A CNN/ORC poll published last Friday showed that the public disapproves of the way President Obama is leading the country by a margin of 51 percent to 47 percent.
This would be troubling news for Obama if he were seeking a third term, which of course he’s not. But it could be a serious liability for Vice President Joseph Biden, Obama’s leading cheerleader and policy advocate, if Biden decides to make a late entry into the presidential campaign this fall.
After months of private deliberations and consultation with his family, Democratic party activists and potential campaign donors, the 72-year-old Biden is now “increasingly leaning” towards challenging former Secretary of State Hillary Clinton for their party’s presidential nomination, according to The Wall Street Journal.
The vice president sounded out political activists in South Carolina during a recent vacation.
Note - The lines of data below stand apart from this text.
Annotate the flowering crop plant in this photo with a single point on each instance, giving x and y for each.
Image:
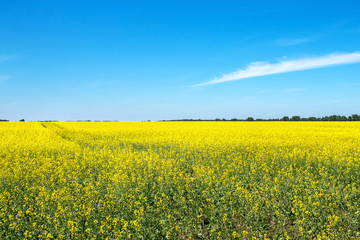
(180, 180)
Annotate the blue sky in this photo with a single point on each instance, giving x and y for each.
(152, 60)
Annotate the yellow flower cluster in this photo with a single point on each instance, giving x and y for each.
(180, 180)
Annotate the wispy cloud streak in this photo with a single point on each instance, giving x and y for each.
(291, 42)
(5, 58)
(256, 69)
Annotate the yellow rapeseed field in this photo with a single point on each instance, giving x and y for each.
(180, 180)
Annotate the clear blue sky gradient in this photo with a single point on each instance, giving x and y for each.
(139, 60)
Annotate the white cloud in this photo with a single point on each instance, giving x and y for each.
(4, 78)
(5, 58)
(292, 41)
(292, 90)
(256, 69)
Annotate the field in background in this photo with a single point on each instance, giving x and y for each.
(180, 180)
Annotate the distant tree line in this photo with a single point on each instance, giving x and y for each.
(353, 117)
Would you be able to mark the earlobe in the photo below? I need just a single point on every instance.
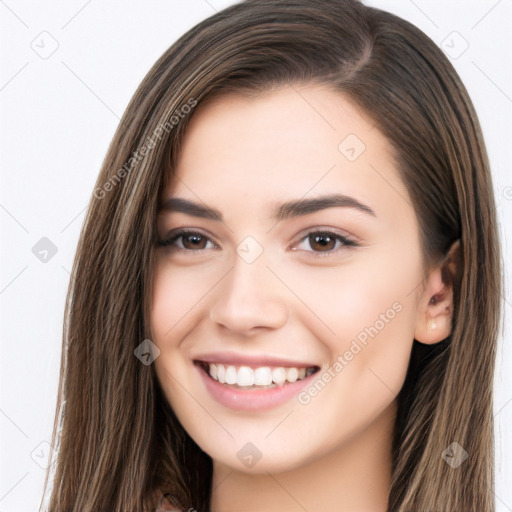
(435, 309)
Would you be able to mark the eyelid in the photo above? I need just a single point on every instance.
(174, 234)
(347, 240)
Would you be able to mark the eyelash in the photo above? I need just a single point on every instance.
(345, 241)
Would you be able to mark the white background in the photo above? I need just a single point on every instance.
(58, 115)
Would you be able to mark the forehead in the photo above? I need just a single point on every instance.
(285, 144)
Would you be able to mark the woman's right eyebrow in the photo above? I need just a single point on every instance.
(280, 212)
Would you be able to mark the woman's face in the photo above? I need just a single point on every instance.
(304, 256)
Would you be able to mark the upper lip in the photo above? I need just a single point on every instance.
(259, 360)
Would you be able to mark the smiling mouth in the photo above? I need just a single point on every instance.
(261, 377)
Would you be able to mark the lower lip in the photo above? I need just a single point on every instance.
(252, 399)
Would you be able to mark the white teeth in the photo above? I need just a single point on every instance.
(244, 376)
(292, 374)
(231, 375)
(221, 373)
(279, 375)
(263, 376)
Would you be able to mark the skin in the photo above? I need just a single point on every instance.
(242, 156)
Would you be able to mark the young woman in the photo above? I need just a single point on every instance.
(286, 291)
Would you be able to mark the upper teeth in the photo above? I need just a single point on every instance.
(262, 376)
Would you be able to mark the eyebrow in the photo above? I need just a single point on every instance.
(283, 211)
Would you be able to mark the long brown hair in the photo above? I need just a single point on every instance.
(119, 443)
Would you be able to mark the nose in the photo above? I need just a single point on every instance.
(250, 298)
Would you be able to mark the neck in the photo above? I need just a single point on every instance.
(354, 477)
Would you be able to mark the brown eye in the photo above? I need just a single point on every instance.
(322, 241)
(193, 241)
(187, 241)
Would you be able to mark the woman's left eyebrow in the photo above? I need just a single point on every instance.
(280, 212)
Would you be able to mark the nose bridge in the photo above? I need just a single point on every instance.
(250, 295)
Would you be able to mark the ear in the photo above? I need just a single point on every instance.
(435, 308)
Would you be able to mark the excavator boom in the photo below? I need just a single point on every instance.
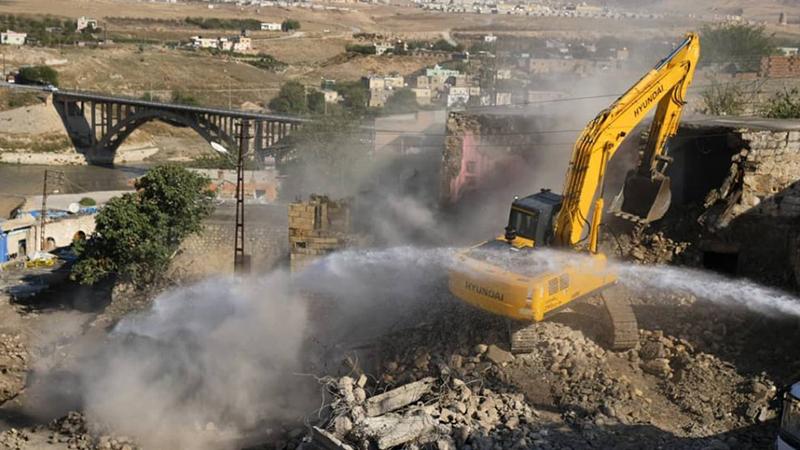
(646, 192)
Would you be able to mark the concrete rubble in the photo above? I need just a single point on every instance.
(435, 390)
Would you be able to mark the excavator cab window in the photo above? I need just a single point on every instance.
(532, 216)
(524, 223)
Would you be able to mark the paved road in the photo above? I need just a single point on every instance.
(92, 96)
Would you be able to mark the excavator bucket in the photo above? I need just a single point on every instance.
(643, 199)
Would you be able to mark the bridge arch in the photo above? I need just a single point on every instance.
(200, 123)
(98, 124)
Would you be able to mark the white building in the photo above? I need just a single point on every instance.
(270, 26)
(13, 38)
(457, 96)
(238, 44)
(201, 42)
(85, 22)
(241, 44)
(331, 96)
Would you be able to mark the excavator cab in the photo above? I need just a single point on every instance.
(531, 219)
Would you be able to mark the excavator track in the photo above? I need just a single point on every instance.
(620, 330)
(623, 330)
(522, 336)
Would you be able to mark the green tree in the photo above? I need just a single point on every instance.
(182, 193)
(291, 99)
(740, 44)
(402, 101)
(290, 24)
(355, 96)
(137, 234)
(38, 75)
(724, 99)
(783, 105)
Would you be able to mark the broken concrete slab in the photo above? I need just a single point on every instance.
(327, 440)
(398, 398)
(498, 356)
(392, 430)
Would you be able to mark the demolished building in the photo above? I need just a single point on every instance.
(736, 196)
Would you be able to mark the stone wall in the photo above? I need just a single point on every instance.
(211, 251)
(316, 228)
(736, 196)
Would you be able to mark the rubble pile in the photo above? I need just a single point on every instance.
(13, 366)
(437, 389)
(74, 431)
(646, 247)
(445, 412)
(14, 439)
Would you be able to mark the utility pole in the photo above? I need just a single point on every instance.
(43, 215)
(241, 262)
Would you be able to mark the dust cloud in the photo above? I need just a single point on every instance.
(214, 364)
(712, 287)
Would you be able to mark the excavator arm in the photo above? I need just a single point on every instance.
(663, 88)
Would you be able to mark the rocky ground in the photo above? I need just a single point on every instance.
(701, 377)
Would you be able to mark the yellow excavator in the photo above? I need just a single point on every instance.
(513, 277)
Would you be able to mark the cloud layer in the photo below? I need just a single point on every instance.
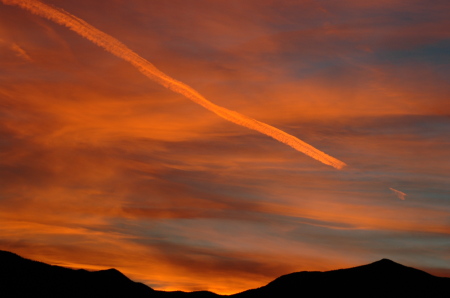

More intriguingly, Biden arranged a private meeting last Saturday in the vice president’s official residence with Sen. Elizabeth Warren of Massachusetts, a rock star among liberal Democrats.
Biden reportedly returned to Washington, D.C., from his home in Delaware to meet with the freshman Democrat for lunch, discussing a wide range of political and policy topics for nearly two hours. According to NBC News, the two delved into the state of the Republican and Democratic contests, but Biden did not directly seek Warren’s endorsement – at least not for now.
Warren, a champion of consumer protection and a bitter critic of Wall Street, gave serious thought to seeking the 2016 Democratic presidential nomination before deciding against it – much to the disappointment of a vigorous “draft Warren” campaign mounted by liberal Democrats and progressives. Sen. Bernie Sanders, the Vermont Democratic socialist, subsequently picked up the liberal mantle and has run an impressive campaign that has drawn some of the largest crowds of any candidate.
But Warren has yet to endorse Sanders or anyone else for president. There has never been much love lost between Warren and Clinton, who is from the moderate wing of the party and whose long-standing relationships with Wall Street businessmen and other wealthy interests have grated on Warren. In an interview on Sunday in Boston, Warren told WBZ-TV’s Jon Keller that she was not committed to any one Democratic candidate. And in an apparent reference to Clinton, Warren said that “I don’t think anyone has been anointed.”